Seraphim groaned deep in his throat. Urgency came now. Not because Honoria had usurped the place of the princess, not because she would be the heir to the throne of Avalon if this went unchallenged, but because she had taken Nell’s place. The idea of Honoria in Nell’s place was unbearable and near-paralyzing. When he could think again he said, “You must take me to the nursery, Valerie, you must. Trust me, that’s where the spell was first set, and if I can reach the center of the web, I can stop it.”
She stared at him for a moment then sighed. “It is only, Your Grace might not know it, but you are—”
“Wanted? I do know it. But I have a spell on me which makes me unrecognizable unless… Unless I wish them to see me clearly.”
She looked at him and frowned a little again. “I wondered why it made my eyes want to unfocus, but I’d guess I’m not getting the full effect, since you do wish me to recognize you.” A little thought and she nodded. “Can you pretend to be here to measure the nursery. It is of course being completely remodeled since the Prin– Is she the princess?”
Seraphim shook his head.
“I was afraid of that. In any case, she is engaged to be married and therefore the nursery must be remodeled, in the hop—”
“Honoria is engaged to be married? To me?”
Valerie looked down. “No, Milord, to Lord Sydell. It was of course thought odd, his being old enough to be her father, and not exactly high enough in nobility… but he was the one who rescued her and the king could not deny him her hand, their being sincerely attached.”
Seraphim opened his mouth to say from what he had heard and things he’d glimpsed at certain clubs he found it hard enough to believe Sydell was Marlon’s father, and the idea of his being sincerely attached to any woman was so unlikely as to border on the impossible.
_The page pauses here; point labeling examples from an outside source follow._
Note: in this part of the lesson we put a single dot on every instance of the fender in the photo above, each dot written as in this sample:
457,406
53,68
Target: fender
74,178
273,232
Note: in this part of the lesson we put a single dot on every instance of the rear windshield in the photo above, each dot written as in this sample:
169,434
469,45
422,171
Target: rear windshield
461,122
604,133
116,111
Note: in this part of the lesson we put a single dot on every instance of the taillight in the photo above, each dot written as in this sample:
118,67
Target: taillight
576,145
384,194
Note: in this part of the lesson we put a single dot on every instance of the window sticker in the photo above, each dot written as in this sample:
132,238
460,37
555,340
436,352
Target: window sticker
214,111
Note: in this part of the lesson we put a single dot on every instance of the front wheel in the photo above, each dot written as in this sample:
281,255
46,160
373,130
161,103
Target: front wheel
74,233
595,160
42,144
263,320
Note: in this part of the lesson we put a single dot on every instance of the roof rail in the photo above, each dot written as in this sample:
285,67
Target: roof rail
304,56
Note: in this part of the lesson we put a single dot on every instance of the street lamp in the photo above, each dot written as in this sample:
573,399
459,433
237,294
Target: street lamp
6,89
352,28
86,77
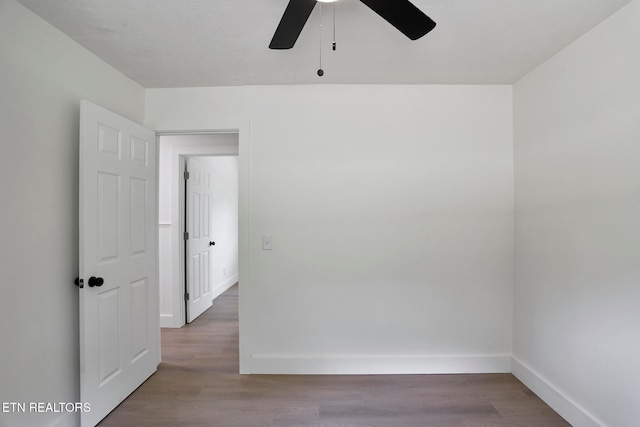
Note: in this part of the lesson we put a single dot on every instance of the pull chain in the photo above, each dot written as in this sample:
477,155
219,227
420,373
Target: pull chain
334,26
320,71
Then he realized he couldn’t shock Valerie with any such implication, and felt a strong pang of missing Nell. Nell wouldn’t at all be shocked. In fact, if Nell had any hint of it, she might blurt out what he was thinking without checking her tongue.
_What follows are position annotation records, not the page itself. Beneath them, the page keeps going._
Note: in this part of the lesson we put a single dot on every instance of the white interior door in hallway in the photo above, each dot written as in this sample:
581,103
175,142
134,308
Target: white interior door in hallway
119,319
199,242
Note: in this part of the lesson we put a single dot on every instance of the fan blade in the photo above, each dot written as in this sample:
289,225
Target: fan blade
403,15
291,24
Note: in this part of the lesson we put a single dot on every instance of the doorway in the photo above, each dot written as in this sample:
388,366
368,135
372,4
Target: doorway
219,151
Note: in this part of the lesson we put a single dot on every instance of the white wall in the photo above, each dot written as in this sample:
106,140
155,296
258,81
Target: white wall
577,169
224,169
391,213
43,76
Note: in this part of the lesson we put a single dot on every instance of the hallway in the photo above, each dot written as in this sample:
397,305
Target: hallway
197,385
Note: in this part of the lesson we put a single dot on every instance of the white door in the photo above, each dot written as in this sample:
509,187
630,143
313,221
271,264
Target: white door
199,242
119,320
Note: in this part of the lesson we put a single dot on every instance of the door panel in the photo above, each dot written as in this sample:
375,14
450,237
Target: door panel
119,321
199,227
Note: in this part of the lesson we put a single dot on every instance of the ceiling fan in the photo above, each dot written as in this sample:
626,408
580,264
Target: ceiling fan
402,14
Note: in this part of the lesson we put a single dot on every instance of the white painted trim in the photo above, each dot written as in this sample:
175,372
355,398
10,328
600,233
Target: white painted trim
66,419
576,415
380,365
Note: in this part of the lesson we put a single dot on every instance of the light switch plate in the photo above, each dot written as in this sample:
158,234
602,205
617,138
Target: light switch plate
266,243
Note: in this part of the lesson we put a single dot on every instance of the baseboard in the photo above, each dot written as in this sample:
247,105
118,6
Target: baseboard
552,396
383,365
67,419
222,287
It would be, he thought, great fun to have Nell as a Princess Royale, even if it made any union between them impossible. Her solecisms and that irrepressible humor would set the palace on end.
But of course, he might as well wish for the moon. As far as Avalon was concerned, Honoria was now the princess royale, and his family the villains who had stolen her. It made no sense to anyone who knew anything of the tracings done at the time of her disappearance, but very few people remained clear on that, and a lot would never have been reported at the time. Just a strong spell over the people in the palace, and it would carry.
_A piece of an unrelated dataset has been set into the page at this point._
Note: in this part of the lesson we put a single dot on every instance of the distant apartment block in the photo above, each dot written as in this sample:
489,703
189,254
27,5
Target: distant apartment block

And the spell had to be in the room from which the infant Nell had been taken. Any further spell layered on the one that had hid the identity of her captors, any spell designed to make it seem like Honoria was Nell would need to be twisted into the original. He would go and he would pull it apart, if it was the last thing he did.
“Will you have the power to do anything,” Valerie asked. “If you are spending it to keep the illusion over your features? And the illusion that there is no spell there?”
He smiled at her, though it felt like his face would crack. “It is not my power being used for that, and I suspect that the one spinning the illusion doesn’t even notice the expending.”
Valerie inclined her head. “Very well then. I shall take you through back stairs,” she said. “Begging your pardon.”
“I’d expect nothing else, and remember I’m no longer a duke.”
She looked like she would say something, then shook her head, compressed her lips and said, “Please to follow me, Your Grace.”